In Sudan, food insecurity as classified according to the WFP CFSVA has increased in the last 2 years from 9.8 million people in 2021 to 15.8 million in 2022. To respond to this crisis WFP has scaled up its assistance to food insecure populations from approximately 8.9 million assisted beneficiaries in 2020 to 9.3 million in 2022.
However, the sheer scale and speed in the deterioration of food security has resulted in an increasing gap between needs and the resources available to WFP to intervene and there have been significant funding shortfalls. In addition to this the macroeconomic shocks in the region such as high food prices and inflation have also increased WFP’s operational costs putting extra stress on the already-stretched capacity of WFP to respond.
WFP has therefore been forced to modify its responses due to funding gaps in the following ways: 1) It reduced the number of people it could reach and 6.5 million food insecure people were not assisted 2)
WFP reduced the duration of assistance 3) implemented ration cuts. This means that for many people reached by WFP the duration or size of their assistance is below minimum daily requirements. These “inactions” have had repercussions on the food security of people already in need.
This first Cost of Inaction country brief aims to quantify the impacts of the World Food Programme’s funding shortfalls in Sudan in 2021 and 2022. It also looks at the potential impacts on food insecure populations and WFP future operations. This is not to ignore the fact that there are various key humanitarian actors in the region, starting with governments.
The analysis uses Integrated Phase Classification (IPC) data so in this study the food insecure numbers equate to populations in Sudan classified as acutely food insecure (equivalent to IPC 3 and 4).
Lastly this novel study will now acts as a baseline for further RAM work on the implications of inaction on food security levels at the household level and this work has begun in partnership with the University of California, Davis.

KEY FINDINGS

• This cost of inaction in Sudan in 2022 translates into 6.5 million Acutely food insecure (people NOT receiving any assistance. By December 2022 an estimated 41 percent of the acutely food insecure in Sudan received no assistance from WFP.

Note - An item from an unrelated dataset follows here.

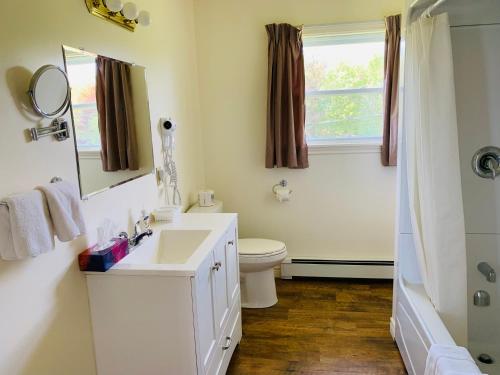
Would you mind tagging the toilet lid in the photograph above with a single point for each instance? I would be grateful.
(259, 246)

• WFP Sudan only received 27 percent of its requested funding forcing WFP to resort to different strategies (e.g. ration cuts, prioritization).

• WFP needed to spend 0.71 cents per person per day in 2022 but could only spend 0.42 cents.
This meant that for those people assisted, WFP was able to provide, on average, 59% of the minimum daily kilocalories needed. The long-term implications of this particularly on women, children and the elderly will be dire.

• If the above gaps persist, there will, over time, be an increase in both the numbers of hungry as well as an increase in the severity of hunger, which will see an increasing percentage of the population moving into worse IPC phases. This in turn will necessitate an increase in resources required by WFP and its partners to combat hunger.